Well, if he doesn't want to do it, it won't work. What about asking him how he'd like to manage it? I have two rules for when I disagree with DH on something:
1. You can't choose an option that puts all of the burden on the other person; and
2. You can't just veto an option without proposing something yourself.
It sounds like your DH is perfectly happy with the current system, because you do all the work and he gets to go buy whatever he wants. So if you have both decided that you need to cut back on "extra" purchases to support another goal, how is that decision going to be enforced? One way is an allowance; another way is to mutually discuss and agree on every single purchase before it is made; another is to use cash-only to make sure the limit is not exceeded; etc. And of course there are the non-desirable outcomes, like him continuing to buy stupid shit and you turning into nag/enforcer/mom; or having no enforcement mechanism and wondering every month why you're not making progress toward your goal.

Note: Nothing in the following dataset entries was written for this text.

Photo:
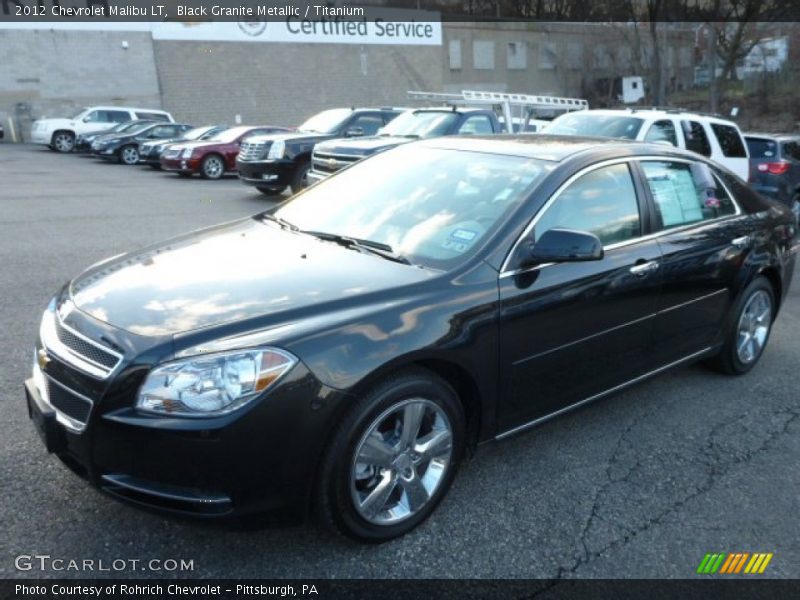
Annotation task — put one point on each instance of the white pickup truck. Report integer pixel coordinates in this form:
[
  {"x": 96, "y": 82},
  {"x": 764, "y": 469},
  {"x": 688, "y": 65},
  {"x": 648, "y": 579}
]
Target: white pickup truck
[{"x": 60, "y": 134}]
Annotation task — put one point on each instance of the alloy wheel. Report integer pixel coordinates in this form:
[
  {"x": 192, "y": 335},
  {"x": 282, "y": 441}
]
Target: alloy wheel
[
  {"x": 753, "y": 329},
  {"x": 401, "y": 461}
]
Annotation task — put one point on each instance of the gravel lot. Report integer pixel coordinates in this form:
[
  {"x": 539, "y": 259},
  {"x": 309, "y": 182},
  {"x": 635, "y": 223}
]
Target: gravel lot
[{"x": 641, "y": 485}]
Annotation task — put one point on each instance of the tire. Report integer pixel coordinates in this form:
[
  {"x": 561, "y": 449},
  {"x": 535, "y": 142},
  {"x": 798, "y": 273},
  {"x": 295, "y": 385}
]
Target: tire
[
  {"x": 268, "y": 191},
  {"x": 63, "y": 142},
  {"x": 300, "y": 178},
  {"x": 129, "y": 155},
  {"x": 354, "y": 497},
  {"x": 213, "y": 167},
  {"x": 747, "y": 330}
]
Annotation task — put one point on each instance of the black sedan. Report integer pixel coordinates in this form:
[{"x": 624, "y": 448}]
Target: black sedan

You may actually have to start with some of the "bad" options before he will see the value in the others -- we moved to the allowance system after originally planning to combine everything, because I could see myself turning into a shrew over DH's stupid spending. I think it is completely fair for you to say that what you are currently doing isn't working; that if you guys are really serious about your goals, you need some way to enforce that day to day; that you thought the allowance system was one way to get there; but that you understand he doesn't find that particularly appealing, and so you are very interested in hearing his ideas for how to address the situation.
And if he then says what my DH did in one particular conversation ("that's ok, I'm perfectly happy with the way things are right now" [where I did everything]), you can respond like I did ("Haha! That's funny! No, really, what's your preference?").